Durch das Einfügen der Französischen Lilie in die Kreuzwinkel bildet sich ein Zwischenraum, der wie ein offenes Herz aussieht. Mancher erkennt darin ein Symbol für die Loyalität und Verbundenheit mit dem französischen Reformator Johannes Calvin. Aber auch andere Interpretationen sind bekannt.

Sehr bald nach der Entstehung des Hugenottenkreuzes wurde es um einen Anhänger ergänzt. Sowohl eine herabfliegende Taube wie auch ein tropfenförmiger Gegenstand sind gebräuchlich. Abbé Valette merkt in oben bereits erwähntem Manuskript an, dass als Anhänger die Taube vor dem Tropfen gebräuchlich war.

Die Taube als Zeichen für den Heiligen Geist findet Anlehnung an die Begebenheit bei der Taufe Jesu, wie sie die Bibel beschreibt.

Auch in einer französischen Legende spielt die Taube als Symbol für den Heiligen Geist eine wichtige Rolle. Als Clovis sich zum katholischen Glauben bekehrte, sollte er in der Kathedrale von Reims getauft und mit dem Crisam gesalbt werden. Das Gedränge in der Kathedrale war dabei so groß, dass der Bischof nicht an den Aufbewahrungsort des Salböls kommen konnte. Da öffnete sich der Himmel und eine Taube mit der Sainte Ampoule im Schnabel schwebte herab, die Salbung konnte vollzogen werde.

Die nach unten fliegende Taube mit ausgebreiteten Flügeln ist eine typische Darstellungsform bei der Schmuckherstellung. So erscheint sie im Orden des Heiligen Geistes in der Mitte des Kreuzes und eben auch als Anhänger am Hugenottenkreuz.

Die zweite Form, dieser birnen- oder tropfenförmige Anhänger, wird definiert als ein Gegenstand, der im Süden Frankreichs, wo das Kreuz ja entstanden ist, mit dem okzitanischen Wort trissou bezeichnet wird. Dieser "Stößel", er dient zum zerstampfen von Materialien in einem Mörser, soll daran erinnern, dass die Reformation in Frankreich wie das Salz in einem Mörser zerstoßen wurde, ohne dabei an Kraft und Würze verloren zu haben.

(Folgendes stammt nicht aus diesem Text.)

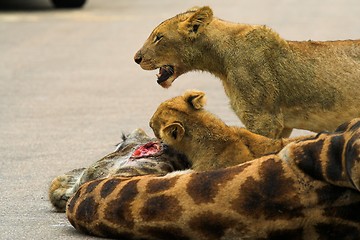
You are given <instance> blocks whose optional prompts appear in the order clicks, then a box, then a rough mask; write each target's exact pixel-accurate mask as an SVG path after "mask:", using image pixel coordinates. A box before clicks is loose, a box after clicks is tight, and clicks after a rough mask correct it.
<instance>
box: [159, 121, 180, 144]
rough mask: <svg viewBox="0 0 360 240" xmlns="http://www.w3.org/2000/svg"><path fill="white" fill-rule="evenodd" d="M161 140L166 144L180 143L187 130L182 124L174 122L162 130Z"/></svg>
mask: <svg viewBox="0 0 360 240" xmlns="http://www.w3.org/2000/svg"><path fill="white" fill-rule="evenodd" d="M161 132H162V134H161V138H162V140H164V141H165V142H168V143H172V142H180V141H181V140H182V138H183V137H184V134H185V129H184V127H183V126H182V125H181V123H178V122H174V123H171V124H169V125H167V126H166V127H164V128H163V129H162V131H161Z"/></svg>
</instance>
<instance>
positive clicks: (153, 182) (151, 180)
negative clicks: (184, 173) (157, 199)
mask: <svg viewBox="0 0 360 240" xmlns="http://www.w3.org/2000/svg"><path fill="white" fill-rule="evenodd" d="M177 179H178V177H173V178H155V179H152V180H150V181H149V183H148V185H147V186H146V191H147V193H158V192H163V191H165V190H168V189H170V188H172V187H173V186H175V183H176V181H177Z"/></svg>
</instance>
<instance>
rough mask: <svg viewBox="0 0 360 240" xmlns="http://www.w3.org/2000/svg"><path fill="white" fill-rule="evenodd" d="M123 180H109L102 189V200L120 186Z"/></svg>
mask: <svg viewBox="0 0 360 240" xmlns="http://www.w3.org/2000/svg"><path fill="white" fill-rule="evenodd" d="M120 182H121V180H120V179H119V178H110V179H108V180H107V181H106V182H105V183H104V184H103V185H102V188H101V191H100V196H101V197H102V198H105V197H107V196H108V195H109V194H110V193H112V191H114V189H115V188H116V187H117V186H118V185H119V183H120Z"/></svg>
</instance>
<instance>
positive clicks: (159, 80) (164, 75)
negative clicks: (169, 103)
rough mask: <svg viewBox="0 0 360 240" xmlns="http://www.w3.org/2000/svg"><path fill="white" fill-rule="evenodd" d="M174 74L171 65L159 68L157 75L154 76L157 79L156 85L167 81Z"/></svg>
mask: <svg viewBox="0 0 360 240" xmlns="http://www.w3.org/2000/svg"><path fill="white" fill-rule="evenodd" d="M173 74H174V67H173V66H171V65H165V66H162V67H160V68H159V73H158V74H156V76H157V77H158V80H157V83H158V84H161V83H163V82H165V81H166V80H168V79H169V78H170V77H171V76H172V75H173Z"/></svg>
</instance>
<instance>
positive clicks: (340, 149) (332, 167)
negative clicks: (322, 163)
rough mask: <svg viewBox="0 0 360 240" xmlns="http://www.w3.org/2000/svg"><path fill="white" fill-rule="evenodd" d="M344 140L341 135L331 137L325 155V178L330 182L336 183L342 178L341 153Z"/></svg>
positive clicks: (342, 146) (343, 145)
mask: <svg viewBox="0 0 360 240" xmlns="http://www.w3.org/2000/svg"><path fill="white" fill-rule="evenodd" d="M344 143H345V139H344V137H343V136H342V135H339V136H333V137H332V138H331V140H330V145H329V147H328V150H327V154H326V157H327V158H326V163H327V165H326V176H327V178H328V179H329V180H331V181H334V182H335V181H338V180H340V179H341V178H342V172H343V168H342V164H341V162H342V161H341V160H342V152H343V150H344Z"/></svg>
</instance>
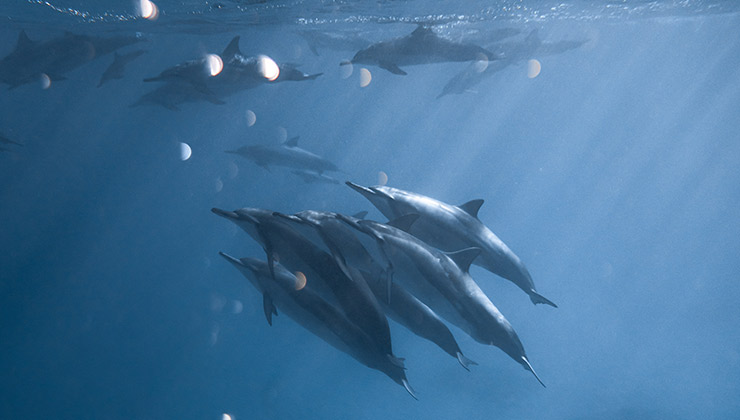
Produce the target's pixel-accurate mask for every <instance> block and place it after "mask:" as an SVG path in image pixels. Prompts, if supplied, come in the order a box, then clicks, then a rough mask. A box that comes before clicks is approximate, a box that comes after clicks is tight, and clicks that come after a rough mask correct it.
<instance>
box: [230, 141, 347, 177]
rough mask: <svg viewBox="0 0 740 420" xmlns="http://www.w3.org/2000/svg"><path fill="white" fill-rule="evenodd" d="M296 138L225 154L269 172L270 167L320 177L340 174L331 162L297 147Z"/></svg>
mask: <svg viewBox="0 0 740 420" xmlns="http://www.w3.org/2000/svg"><path fill="white" fill-rule="evenodd" d="M298 138H299V137H297V136H296V137H293V138H290V139H288V140H286V141H285V142H284V143H282V144H280V145H278V146H274V145H259V144H258V145H250V146H242V147H240V148H238V149H236V150H227V151H226V153H231V154H235V155H239V156H241V157H243V158H245V159H247V160H250V161H252V162H254V163H255V164H256V165H258V166H261V167H263V168H265V169H268V170H269V167H270V166H283V167H288V168H293V169H298V170H303V171H310V172H313V173H315V174H318V175H321V174H322V173H324V172H327V171H328V172H340V170H339V168H337V166H336V165H335V164H333V163H332V162H330V161H328V160H326V159H324V158H323V157H321V156H318V155H316V154H313V153H311V152H309V151H307V150H305V149H301V148H300V147H298Z"/></svg>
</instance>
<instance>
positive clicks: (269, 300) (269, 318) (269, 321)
mask: <svg viewBox="0 0 740 420" xmlns="http://www.w3.org/2000/svg"><path fill="white" fill-rule="evenodd" d="M262 309H264V311H265V318H267V323H268V324H270V326H271V327H272V315H273V314H275V316H277V309H276V308H275V304H274V303H272V297H270V295H268V294H267V293H263V294H262Z"/></svg>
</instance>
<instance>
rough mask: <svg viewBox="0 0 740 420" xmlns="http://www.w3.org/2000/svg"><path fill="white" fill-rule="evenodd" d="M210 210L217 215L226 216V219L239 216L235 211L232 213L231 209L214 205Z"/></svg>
mask: <svg viewBox="0 0 740 420" xmlns="http://www.w3.org/2000/svg"><path fill="white" fill-rule="evenodd" d="M211 211H212V212H213V213H215V214H217V215H219V216H221V217H224V218H227V219H238V218H239V215H238V214H236V213H234V212H233V211H226V210H221V209H219V208H216V207H214V208H212V209H211Z"/></svg>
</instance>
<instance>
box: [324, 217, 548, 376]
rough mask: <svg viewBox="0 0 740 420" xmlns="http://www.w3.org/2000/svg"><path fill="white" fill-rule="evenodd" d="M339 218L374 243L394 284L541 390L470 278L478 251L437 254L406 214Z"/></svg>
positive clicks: (488, 299)
mask: <svg viewBox="0 0 740 420" xmlns="http://www.w3.org/2000/svg"><path fill="white" fill-rule="evenodd" d="M338 217H339V218H340V219H342V220H344V221H345V222H346V223H347V224H348V225H350V226H352V227H354V228H355V229H357V230H358V231H359V232H362V233H364V234H366V235H367V237H369V238H372V239H374V240H375V242H376V244H377V249H378V251H379V254H381V255H382V256H381V257H378V258H377V260H383V259H385V260H386V261H387V264H388V267H389V269H390V270H391V271H392V273H393V277H392V281H393V282H395V281H398V282H400V283H402V284H403V285H404V286H405V287H406V289H408V290H409V291H410V292H411V293H412V294H413V295H414V296H416V297H417V298H419V300H421V301H422V302H424V303H425V304H427V306H429V307H430V308H431V309H432V310H434V312H436V313H437V314H439V315H440V316H441V317H443V318H444V319H446V320H447V321H449V322H451V323H452V324H454V325H456V326H458V327H459V328H460V329H462V330H463V331H465V332H466V333H467V334H468V335H470V337H472V338H473V339H474V340H476V341H478V342H479V343H482V344H486V345H493V346H496V347H498V348H499V349H501V350H503V351H504V353H506V354H507V355H509V357H511V358H512V359H514V360H515V361H516V362H517V363H519V364H520V365H522V366H523V367H524V368H525V369H526V370H528V371H530V372H532V374H533V375H534V377H535V378H536V379H537V381H539V382H540V384H541V385H542V386H545V384H544V383H543V382H542V381H541V380H540V378H539V376H537V373H535V371H534V369H533V368H532V365H531V364H530V362H529V359H528V357H527V354H526V352H525V351H524V346H522V343H521V341H520V340H519V337H518V336H517V334H516V331H514V328H513V327H512V326H511V324H510V323H509V321H507V320H506V318H505V317H504V315H503V314H502V313H501V312H499V310H498V308H496V306H495V305H494V304H493V303H492V302H491V300H490V299H488V297H487V296H486V295H485V293H483V291H482V290H481V289H480V287H479V286H478V285H477V284H476V283H475V281H473V278H472V277H471V276H470V273H469V268H470V264H471V263H472V261H473V260H474V259H475V258H476V257H477V256H478V254H479V253H480V249H478V248H467V249H463V250H460V251H457V252H452V253H442V252H440V251H438V250H437V249H436V248H433V247H431V246H429V245H427V244H426V243H424V242H423V241H421V240H420V239H418V238H416V237H415V236H413V235H411V234H409V233H407V232H405V231H404V230H403V229H408V228H409V226H410V225H413V223H414V221H415V220H416V219H417V218H418V217H419V216H418V215H415V214H407V215H405V216H403V217H401V218H399V219H397V220H395V221H391V222H389V224H383V223H378V222H375V221H371V220H352V219H350V218H346V217H342V215H339V216H338Z"/></svg>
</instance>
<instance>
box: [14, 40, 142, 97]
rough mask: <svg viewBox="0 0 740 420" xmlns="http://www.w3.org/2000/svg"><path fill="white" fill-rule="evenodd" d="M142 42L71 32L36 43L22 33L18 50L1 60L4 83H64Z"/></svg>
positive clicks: (35, 41) (16, 50) (138, 41)
mask: <svg viewBox="0 0 740 420" xmlns="http://www.w3.org/2000/svg"><path fill="white" fill-rule="evenodd" d="M140 41H142V39H140V38H136V37H125V36H115V37H109V38H103V37H95V36H88V35H78V34H74V33H71V32H67V33H65V34H64V35H62V36H60V37H57V38H52V39H50V40H47V41H32V40H31V39H30V38H29V37H28V35H26V32H25V31H21V32H20V34H19V35H18V42H17V44H16V47H15V49H14V50H13V51H12V52H11V53H10V54H8V55H7V56H5V57H4V58H3V59H2V60H0V82H3V83H5V84H8V85H10V89H12V88H15V87H17V86H20V85H23V84H26V83H30V82H33V81H36V80H38V79H39V77H41V76H42V75H46V76H47V77H49V79H50V80H52V81H58V80H64V79H65V77H64V75H65V74H66V73H68V72H69V71H71V70H74V69H76V68H78V67H80V66H82V65H84V64H86V63H88V62H90V61H92V60H94V59H95V58H98V57H101V56H103V55H106V54H109V53H112V52H113V51H115V50H117V49H119V48H122V47H125V46H127V45H130V44H133V43H136V42H140Z"/></svg>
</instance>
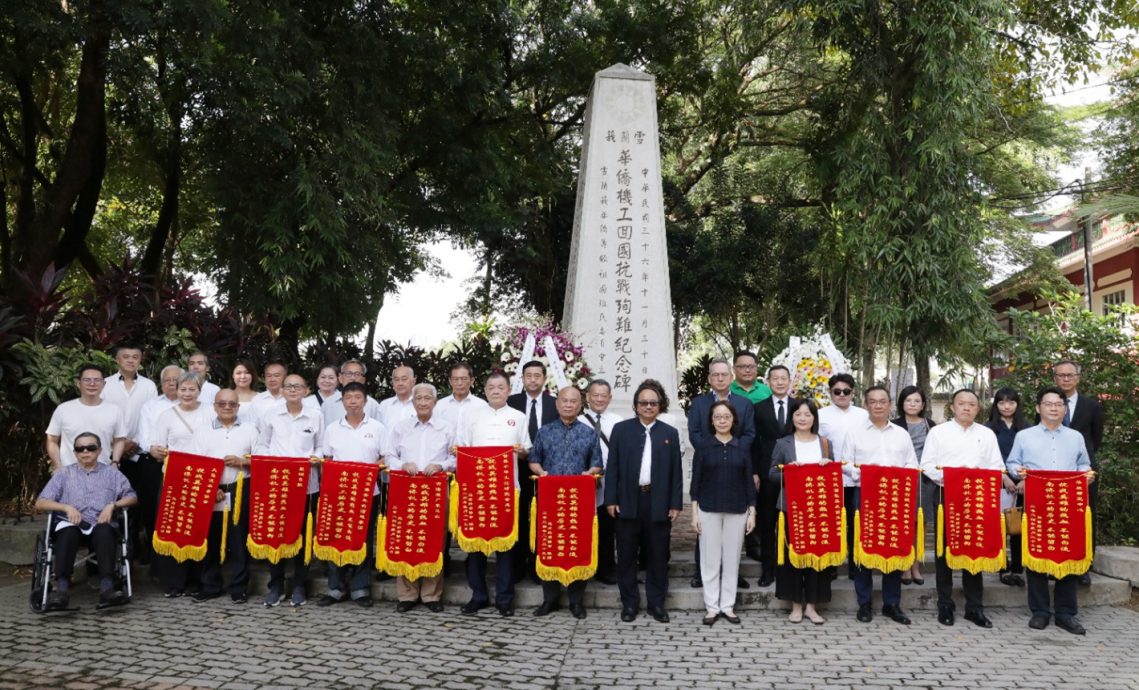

Andere Interpretationen sehen darin eine Träne oder, in Verbindung mit der Taube, die Heilige Ampulle, die zur Aufbewahrung des Salböls für die französischen Könige dient.

Das Hugenottenkreuz, viele nennen es einfach nur Saint Esprit, ist auch heute noch das Erkennungszeichen der reformierten Christen und wird gerne zu besonderen Anlässen vorwiegend von Nachkommen der Hugenotten in der ganzen Welt getragen.

Wenn Sie sich für den Kauf eines Hugenottenkreuzes als Anstecknadel oder als Anhänger interessieren, dann können Sie sich z.B. an die Deutsche Hugenotten-Gesellschaft wenden.


1Abbé Valette wurde 1712 in Nîmes geboren und ist nach 1758 gestorben. URL: https://www.museeprotestant.org (Stand: 10.02.2018).
2Manuskript (2 Bände) von 1758, nachgewiesen in der Bibliothek von Nîmes.